Ich würde dir empfehlen den Code nicht über Strings zu generieren sondern statt dessen eine Template Engine wie Velocity, Freemarker oder StringTemplate zu verwenden. Außerdem sollte man darauf achten, vom Entwickler geänderten Code nicht zu überschreiben.

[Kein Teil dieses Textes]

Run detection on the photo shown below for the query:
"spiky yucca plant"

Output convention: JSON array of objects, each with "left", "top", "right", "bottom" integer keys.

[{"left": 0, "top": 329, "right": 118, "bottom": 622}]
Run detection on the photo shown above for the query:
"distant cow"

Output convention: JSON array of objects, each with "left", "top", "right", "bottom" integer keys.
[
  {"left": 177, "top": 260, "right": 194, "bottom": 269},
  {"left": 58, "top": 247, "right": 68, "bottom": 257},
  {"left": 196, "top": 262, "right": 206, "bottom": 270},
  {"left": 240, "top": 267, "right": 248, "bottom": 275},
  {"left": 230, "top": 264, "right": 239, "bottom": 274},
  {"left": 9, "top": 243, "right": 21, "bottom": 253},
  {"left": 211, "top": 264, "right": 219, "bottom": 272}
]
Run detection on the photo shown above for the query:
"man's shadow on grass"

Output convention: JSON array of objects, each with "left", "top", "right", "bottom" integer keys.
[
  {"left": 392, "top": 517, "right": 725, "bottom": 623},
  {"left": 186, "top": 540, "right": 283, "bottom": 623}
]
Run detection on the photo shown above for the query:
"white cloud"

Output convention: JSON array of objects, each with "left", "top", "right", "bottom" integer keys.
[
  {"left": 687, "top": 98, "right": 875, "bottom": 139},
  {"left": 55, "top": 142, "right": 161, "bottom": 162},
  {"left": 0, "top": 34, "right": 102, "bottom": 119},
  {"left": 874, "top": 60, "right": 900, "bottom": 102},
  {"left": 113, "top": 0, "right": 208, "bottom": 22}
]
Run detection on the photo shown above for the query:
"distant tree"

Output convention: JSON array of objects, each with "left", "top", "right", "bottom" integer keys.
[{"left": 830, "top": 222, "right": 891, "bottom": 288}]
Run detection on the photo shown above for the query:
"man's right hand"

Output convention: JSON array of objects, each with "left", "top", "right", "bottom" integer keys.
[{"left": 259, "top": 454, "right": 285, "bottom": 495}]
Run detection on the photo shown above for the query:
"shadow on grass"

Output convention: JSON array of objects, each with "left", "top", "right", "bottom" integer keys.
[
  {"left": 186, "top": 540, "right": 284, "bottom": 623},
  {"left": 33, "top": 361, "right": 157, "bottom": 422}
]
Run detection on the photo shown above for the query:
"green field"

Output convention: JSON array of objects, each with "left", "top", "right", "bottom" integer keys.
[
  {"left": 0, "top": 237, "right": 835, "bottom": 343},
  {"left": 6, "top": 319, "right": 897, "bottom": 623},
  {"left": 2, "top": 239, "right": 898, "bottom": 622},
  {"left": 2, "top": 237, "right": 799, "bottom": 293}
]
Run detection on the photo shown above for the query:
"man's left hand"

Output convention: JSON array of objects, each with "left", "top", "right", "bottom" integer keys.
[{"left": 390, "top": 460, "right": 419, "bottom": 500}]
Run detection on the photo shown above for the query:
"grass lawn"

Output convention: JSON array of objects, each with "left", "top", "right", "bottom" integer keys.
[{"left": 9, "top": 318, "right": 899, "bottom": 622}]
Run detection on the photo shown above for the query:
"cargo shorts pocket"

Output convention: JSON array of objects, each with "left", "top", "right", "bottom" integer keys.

Diese Art von Annotation Prozessoren lassen sich auch wunderbar in IDE's integrieren. Hier mal ein Beispiel wie man einen eigenen AnnotationProcessor in die Eclipse IDE integrieren kann:
http://www.tutorials.de/java/367287...n-und-anzeigen-mit-annotation-processors.html

Wenn man eigene AnnotationProcessors entwickelt muss man die auch vernünftig Debuggen können.
Hier ein Beispiel zum Debugging von eigenen AnnotationProcessors:
http://www.tutorials.de/java/367200-annotation-target-annotationprocessor-debug.html

Gruß Tom


----------



## angryBird (6. März 2012)

Vielen Dank für die ausführliche Antwort!
Leider hat das mit der relativen Pfadangabe nicht geklappt. 
Ich habe in eclipse -s als processor option angegeben, oder war das falsch?
Also unter Properties -> Java Compiler -> Annotation Processing und da gibts eine Tabelle "processor options" dort habe ich -s als key und src/de/annotation/ als value angegeben. Dies brachte nicht den gewünschten Erfolg!

Gruß angryBird


----------